History: A church is documented by 1230, and (given the Norman south door and font) probably existed significantly earlier. It was rededicated in 1259, the south transept added probably in the early 14th century, and the north aisle in the 15th century. By the 17th century the upper tower was in a state of collapse. J.P. St Aubyn's restoration (1887-8) rebuilt and heightened virtually all the walls, renewed the roofs and the upper stage of the tower, rebuilt the porch, blocked the north door, and completely renewed the north aisle west window and the north aisle second from east. Tracery in other windows was repaired. An organ was sited at the east end of the north aisle, and the south transept was given over to seating. James Piers St Aubyn (1815-95) developed a very successful practice, with several hundred new or restored churches to his credit. He had offices in London and Devonport. Mevagissey is a late work and perhaps done as a personal favour, since St Aubyn formally retired in 1885; he is buried at St Michael's Mount, Cornwall.
Pevsner, N. and Radcliffe, E., The Buildings of England, Cornwall (1970). Lambeth Palace Library, Incorporated Church Building Society Archive, folio 09202 (www.churchplansonline.org)

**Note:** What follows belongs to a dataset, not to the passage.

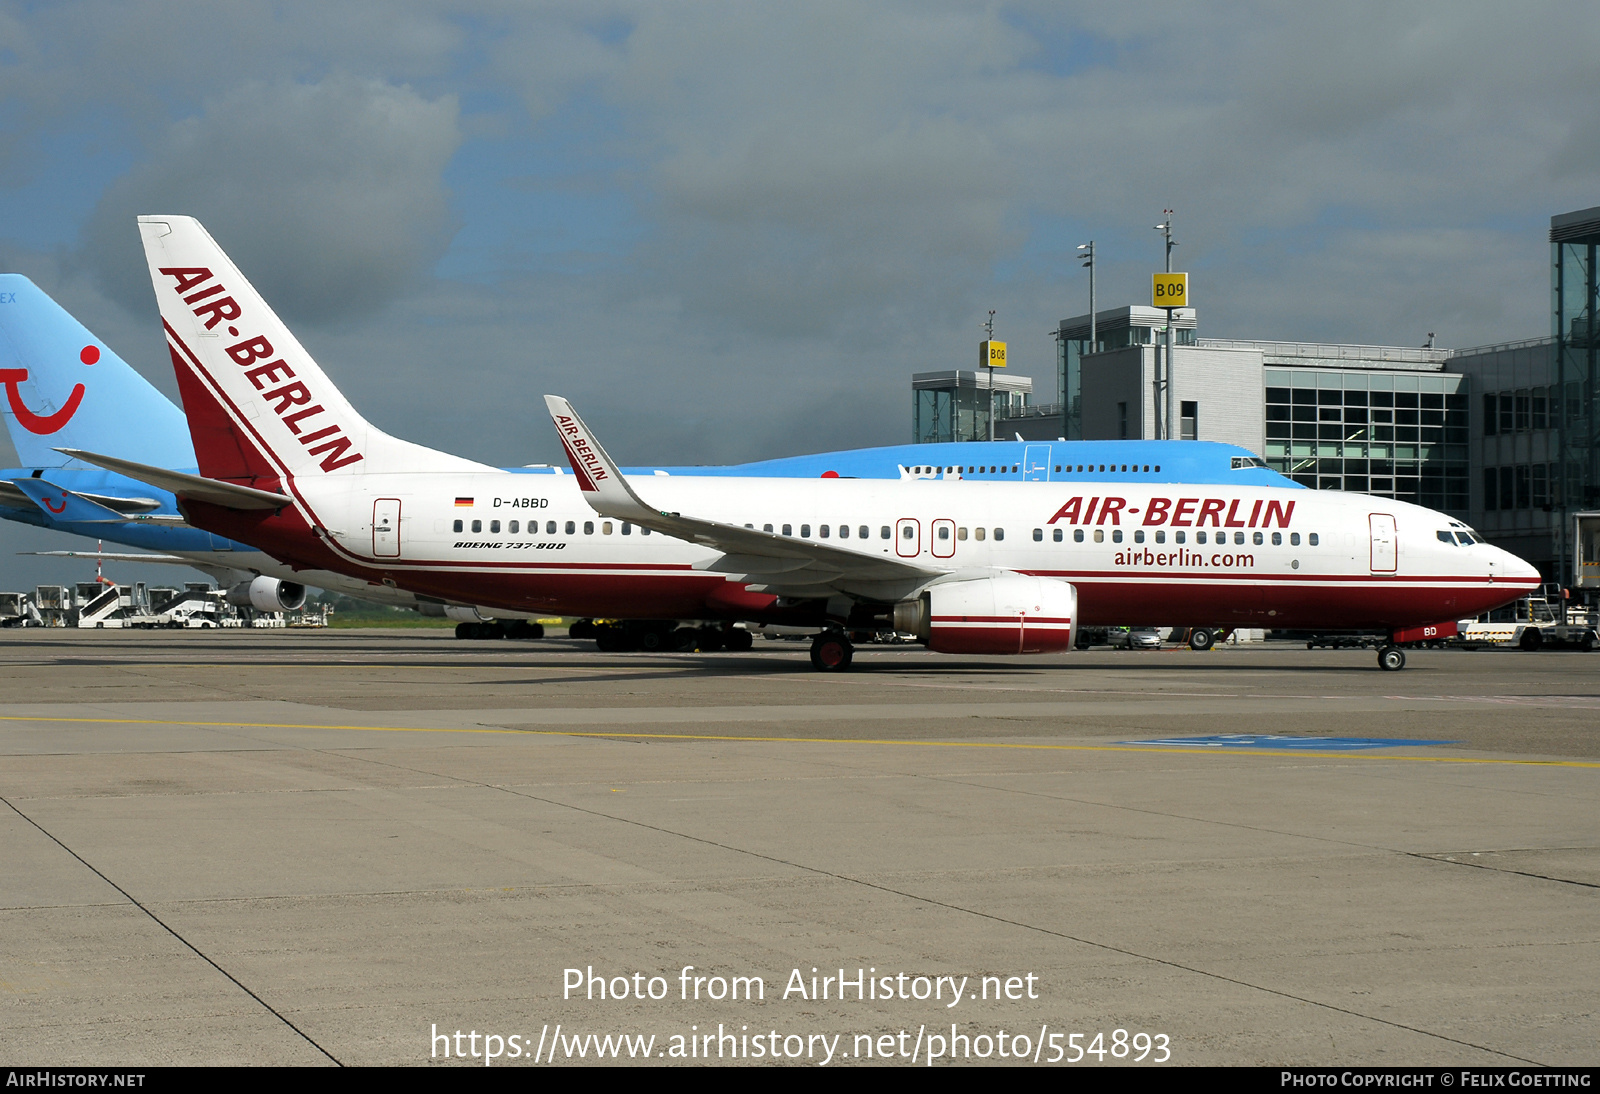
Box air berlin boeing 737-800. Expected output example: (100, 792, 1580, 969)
(64, 215, 1539, 671)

Reasons for Designation: The church of St Peter, Mevagissey, is designated at Grade II* for the following principal reasons:
* A good medieval village church of the humbler sort, nestled low in its sloping churchyard and retaining a nicely decorative Norman doorcase, chip-carved font and stoup
* 14th and 15th century nave, tower, transept and north aisle; also two piscinae from the early 14th century
* Largely Victorian fittings, from a restoration by J.P. St Aubyn, are complemented by the splendid early 17th century monument to Otwell Hill.